Toy Story (1995) de John Lasseter

“O que Hatari! nos ensina sobre Howard Hawks que já não soubéssemos, sobretudo após o estudo capital de Jacques Rivette (Cahiers du Cinéma nº 23)? Nada demais, confesso, a não ser talvez uma outra forma de considerar sua imaginação criadora. Esta última tira sua força de uma sensibilidade em contato direto com o mundo; de uma necessidade de se confrontar com ele, não para dominá-lo, mas para melhor conhecê-lo e se conhecer; de um sentimento propriamente físico das verdadeiras relações de força. Como a cada vez que um termo caracteriza e engloba uma forma de imaginação, este termo físico deve ser entendido aqui em sua plena acepção. Ele implica um contato imediato e instintivo com a matéria, um respeito absoluto de suas propriedades, uma recusa de interpretá-las a priori, uma vontade de desvendar-lhe os segredos pelo conhecimento e pelo método das ciências físicas. A forma “imaginante” para retomar uma palavra de Bachelard, submete-se totalmente à realidade e se proíbe toda concepção que não seja factual.
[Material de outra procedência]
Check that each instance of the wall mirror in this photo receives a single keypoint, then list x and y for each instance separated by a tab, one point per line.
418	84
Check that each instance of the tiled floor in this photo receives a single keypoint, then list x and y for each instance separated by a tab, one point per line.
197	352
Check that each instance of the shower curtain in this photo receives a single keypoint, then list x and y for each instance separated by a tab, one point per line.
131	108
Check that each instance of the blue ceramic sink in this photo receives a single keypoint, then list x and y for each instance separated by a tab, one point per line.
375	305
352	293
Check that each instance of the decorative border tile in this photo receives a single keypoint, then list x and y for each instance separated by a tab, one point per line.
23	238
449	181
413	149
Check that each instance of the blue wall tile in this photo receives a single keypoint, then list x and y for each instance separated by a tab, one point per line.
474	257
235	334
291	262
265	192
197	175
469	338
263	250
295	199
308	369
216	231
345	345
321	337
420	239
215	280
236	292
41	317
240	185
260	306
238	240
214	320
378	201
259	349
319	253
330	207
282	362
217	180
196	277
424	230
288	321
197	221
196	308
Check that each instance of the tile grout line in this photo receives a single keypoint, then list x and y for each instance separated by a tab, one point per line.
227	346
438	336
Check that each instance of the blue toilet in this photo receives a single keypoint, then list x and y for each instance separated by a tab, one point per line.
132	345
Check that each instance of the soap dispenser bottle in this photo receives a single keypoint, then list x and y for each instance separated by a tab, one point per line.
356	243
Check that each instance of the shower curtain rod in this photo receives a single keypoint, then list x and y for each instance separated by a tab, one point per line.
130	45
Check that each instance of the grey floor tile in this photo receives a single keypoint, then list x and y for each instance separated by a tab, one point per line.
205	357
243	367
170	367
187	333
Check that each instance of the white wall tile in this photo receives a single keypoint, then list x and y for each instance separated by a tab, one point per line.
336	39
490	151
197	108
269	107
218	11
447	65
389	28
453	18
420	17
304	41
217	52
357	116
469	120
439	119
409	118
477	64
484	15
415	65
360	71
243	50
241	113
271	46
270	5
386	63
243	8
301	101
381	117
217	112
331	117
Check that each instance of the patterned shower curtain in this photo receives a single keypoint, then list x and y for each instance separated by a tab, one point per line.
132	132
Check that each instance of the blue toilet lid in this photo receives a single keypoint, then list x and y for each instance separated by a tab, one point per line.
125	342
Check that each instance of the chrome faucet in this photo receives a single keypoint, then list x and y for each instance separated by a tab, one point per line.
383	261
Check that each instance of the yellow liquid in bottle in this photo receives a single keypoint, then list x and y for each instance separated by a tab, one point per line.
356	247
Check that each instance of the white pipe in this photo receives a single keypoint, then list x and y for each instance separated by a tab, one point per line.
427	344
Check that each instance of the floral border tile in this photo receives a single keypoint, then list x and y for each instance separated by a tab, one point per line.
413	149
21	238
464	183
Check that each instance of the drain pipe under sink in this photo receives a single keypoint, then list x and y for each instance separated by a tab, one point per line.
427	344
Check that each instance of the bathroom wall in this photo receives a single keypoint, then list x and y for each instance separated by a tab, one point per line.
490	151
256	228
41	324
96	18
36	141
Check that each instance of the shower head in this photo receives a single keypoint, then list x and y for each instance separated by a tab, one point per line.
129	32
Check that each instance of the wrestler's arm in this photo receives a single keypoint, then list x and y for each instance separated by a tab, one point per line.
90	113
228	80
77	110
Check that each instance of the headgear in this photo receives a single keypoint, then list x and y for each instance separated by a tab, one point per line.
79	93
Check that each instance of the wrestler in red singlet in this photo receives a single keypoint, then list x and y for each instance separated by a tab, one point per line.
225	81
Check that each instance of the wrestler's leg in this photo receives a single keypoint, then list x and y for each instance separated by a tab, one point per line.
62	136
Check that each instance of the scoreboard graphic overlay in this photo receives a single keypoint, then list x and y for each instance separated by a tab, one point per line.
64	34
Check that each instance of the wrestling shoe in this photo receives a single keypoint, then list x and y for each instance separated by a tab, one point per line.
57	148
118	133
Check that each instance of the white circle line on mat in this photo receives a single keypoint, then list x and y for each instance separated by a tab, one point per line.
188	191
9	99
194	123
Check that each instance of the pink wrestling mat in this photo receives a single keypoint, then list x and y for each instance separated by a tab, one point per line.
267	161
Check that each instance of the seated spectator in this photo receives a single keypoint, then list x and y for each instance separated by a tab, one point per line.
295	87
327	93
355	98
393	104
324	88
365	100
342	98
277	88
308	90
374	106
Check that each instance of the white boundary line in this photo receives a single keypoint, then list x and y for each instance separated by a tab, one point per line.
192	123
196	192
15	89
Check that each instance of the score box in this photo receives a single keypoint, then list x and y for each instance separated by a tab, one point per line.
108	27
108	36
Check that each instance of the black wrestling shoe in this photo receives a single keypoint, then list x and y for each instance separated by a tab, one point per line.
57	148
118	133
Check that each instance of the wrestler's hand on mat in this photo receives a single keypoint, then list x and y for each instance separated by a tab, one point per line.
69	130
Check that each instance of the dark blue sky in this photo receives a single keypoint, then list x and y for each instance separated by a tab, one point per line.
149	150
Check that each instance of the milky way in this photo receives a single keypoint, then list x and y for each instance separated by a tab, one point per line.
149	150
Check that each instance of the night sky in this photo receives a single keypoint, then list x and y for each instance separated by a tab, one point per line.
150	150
Ela é o fruto de uma aceitação do mundo tal qual ele é, e não de uma fuga diante dele.”
Jean Douchet em Hatari! (Cahiers du cinéma, n. 139, janeiro 1963, p. 51-56.)
*Traduzido do francês por Íris Araújo e Mateus Araújo

Esse trecho do texto de Douchet descreve todo filme de Hawks e poderia ter sido escrito também para Toy Story. A casa de Andy poderia ser o hotel no safari de Hatari!, a companhia aérea isolada de Only Angels Have Wings, a prisão na pequena cidade de Rio Bravo… Cenários que enclausuram mas que protegem de um perigoso mundo externo a ser desbravado. A própria matéria faz “contato imediato e instintivo com a matéria” em Toy Story.
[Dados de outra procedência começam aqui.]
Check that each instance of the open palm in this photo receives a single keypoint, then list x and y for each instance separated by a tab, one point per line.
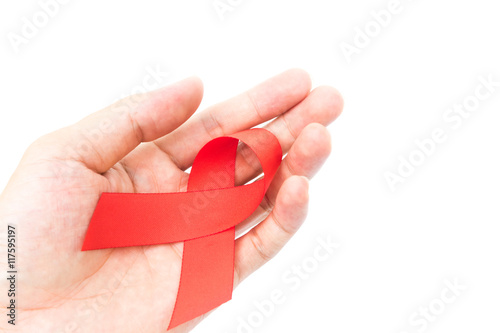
53	193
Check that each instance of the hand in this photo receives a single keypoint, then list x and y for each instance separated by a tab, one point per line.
53	193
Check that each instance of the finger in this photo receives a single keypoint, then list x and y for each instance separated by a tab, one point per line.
105	137
323	105
264	241
307	155
260	104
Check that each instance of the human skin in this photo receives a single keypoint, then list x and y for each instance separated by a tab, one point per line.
145	144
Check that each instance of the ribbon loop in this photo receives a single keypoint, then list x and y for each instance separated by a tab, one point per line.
204	218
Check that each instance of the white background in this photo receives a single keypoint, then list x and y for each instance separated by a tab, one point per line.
397	247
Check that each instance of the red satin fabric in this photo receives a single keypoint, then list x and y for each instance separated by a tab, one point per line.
204	218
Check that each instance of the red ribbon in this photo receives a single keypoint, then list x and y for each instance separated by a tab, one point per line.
204	218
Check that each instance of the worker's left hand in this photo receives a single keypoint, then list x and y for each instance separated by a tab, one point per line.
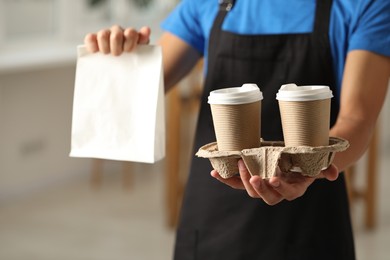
284	186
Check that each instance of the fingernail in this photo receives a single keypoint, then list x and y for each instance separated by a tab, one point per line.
274	183
241	165
256	182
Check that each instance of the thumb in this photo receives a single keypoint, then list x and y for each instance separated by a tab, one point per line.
144	35
331	173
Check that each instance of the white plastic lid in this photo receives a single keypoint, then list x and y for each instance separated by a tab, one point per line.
292	92
247	93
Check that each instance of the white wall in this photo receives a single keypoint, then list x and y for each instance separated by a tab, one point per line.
35	124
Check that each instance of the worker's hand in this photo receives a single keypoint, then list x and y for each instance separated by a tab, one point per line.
116	40
284	186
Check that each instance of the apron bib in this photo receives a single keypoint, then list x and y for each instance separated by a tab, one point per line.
218	222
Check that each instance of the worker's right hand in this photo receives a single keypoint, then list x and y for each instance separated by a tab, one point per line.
116	40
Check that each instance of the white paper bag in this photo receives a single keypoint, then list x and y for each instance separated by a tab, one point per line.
118	106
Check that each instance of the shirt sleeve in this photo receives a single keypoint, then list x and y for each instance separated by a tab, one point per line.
184	23
370	29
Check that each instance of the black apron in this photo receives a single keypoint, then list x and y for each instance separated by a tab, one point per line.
221	223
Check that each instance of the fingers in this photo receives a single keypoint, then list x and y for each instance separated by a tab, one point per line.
291	190
90	42
284	186
234	182
103	41
131	39
265	191
116	40
331	173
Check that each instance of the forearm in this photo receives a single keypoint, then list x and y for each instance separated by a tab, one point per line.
364	88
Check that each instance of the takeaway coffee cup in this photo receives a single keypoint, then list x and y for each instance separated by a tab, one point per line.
236	116
305	114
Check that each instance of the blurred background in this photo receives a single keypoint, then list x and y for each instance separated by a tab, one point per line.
56	207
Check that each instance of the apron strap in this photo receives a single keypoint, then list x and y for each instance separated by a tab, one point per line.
226	5
322	16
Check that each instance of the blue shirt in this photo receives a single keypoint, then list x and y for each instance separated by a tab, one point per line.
354	24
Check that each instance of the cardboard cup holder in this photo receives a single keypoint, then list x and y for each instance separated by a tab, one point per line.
262	161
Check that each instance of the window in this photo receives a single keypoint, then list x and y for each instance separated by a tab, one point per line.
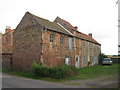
52	38
85	60
67	60
61	40
70	43
84	45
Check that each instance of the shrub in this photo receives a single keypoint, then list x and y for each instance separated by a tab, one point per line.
57	72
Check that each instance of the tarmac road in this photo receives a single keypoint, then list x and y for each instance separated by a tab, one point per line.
11	81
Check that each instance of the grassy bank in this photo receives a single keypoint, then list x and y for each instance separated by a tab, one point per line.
84	73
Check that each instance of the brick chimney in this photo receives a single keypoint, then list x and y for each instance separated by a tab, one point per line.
8	29
76	27
90	34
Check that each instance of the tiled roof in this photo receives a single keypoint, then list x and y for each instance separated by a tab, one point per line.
54	26
87	37
81	35
50	25
67	23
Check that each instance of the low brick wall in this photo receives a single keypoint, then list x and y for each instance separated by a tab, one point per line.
7	61
115	60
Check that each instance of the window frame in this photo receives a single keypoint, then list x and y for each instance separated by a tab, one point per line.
52	38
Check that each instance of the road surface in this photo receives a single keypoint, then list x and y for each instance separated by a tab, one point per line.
11	81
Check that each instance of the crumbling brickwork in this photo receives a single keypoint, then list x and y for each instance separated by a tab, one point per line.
27	44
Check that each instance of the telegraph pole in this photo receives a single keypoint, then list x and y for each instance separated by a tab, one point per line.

Só adicionarei três pontos:

1 – O filme tem apenas 81 minutos e apresenta muito bem uma quantidade alta de personagens aproveitando certas vantagens da animação. Por muitos personagens fugirem da forma humana, muitas de suas características já estão explícitas em seus visuais. 
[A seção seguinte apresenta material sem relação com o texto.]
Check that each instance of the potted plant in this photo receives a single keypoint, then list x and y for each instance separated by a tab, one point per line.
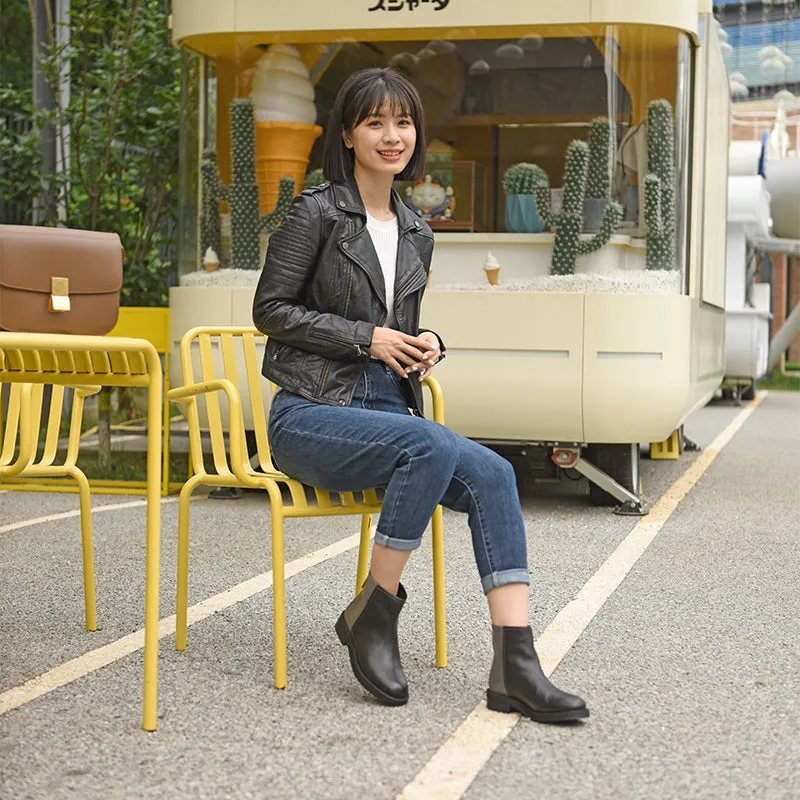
519	184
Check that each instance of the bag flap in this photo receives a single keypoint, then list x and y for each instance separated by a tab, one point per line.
31	256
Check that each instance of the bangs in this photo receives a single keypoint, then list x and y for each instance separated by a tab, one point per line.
365	93
379	96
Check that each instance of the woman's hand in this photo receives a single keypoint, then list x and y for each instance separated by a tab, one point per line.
429	359
402	352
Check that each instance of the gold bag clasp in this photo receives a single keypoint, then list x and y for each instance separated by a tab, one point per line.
59	295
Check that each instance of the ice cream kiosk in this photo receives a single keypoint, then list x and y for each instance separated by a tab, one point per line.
575	183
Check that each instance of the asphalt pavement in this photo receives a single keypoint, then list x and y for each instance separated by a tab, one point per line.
689	666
Por exemplo o pequeno binóculo: se locomove lentamente, enxerga bem e isso é o necessário para a apresentação completa. Quando o personagem fala uma frase na parte final do filme é uma surpresa, pois a evidência já indicava que tudo havia sido descrito. A longa cena inicial apresenta todos os brinquedos e qualquer característica além é uma deturpação do estado físico em favor da comicidade do fato e da imprevisibilidade dramática.

Como em Man’s Favorite Sport?, que Rock Hudson fica na frente da porta escondendo Paula Prentiss dentro do quarto para que sua namorada não a veja e em seguida Paula, completamente por fora da situação, abre com tranquilidade a porta levando o grandalhão junto, como se os pés de Hudson deslizassem levemente pelo chão. 

Vale lembrar que nem boca o pequeno binóculo azul tem.

Toy Story sabe conciliar muito bem a evidência hawksiana com as possibilidades extra-reais da animação. 

2 – Toy Story causa um impacto perceptivo pós-filme, o que expande a experiência para além da tela. Lembro que quando era criança me escondia para espionar meus bonecos e tentar pega-los no flagra. Era um verdadeiro pique-esconde de uma criança só e acredito não ter sido o único a fazer isso. Poucos filmes possibilitam uma extensão do filme para realidade e isso pode ser muito proveitoso no cinema infantil (e no geral também).

3 – Buzz Lightyear é o próprio John Wayne.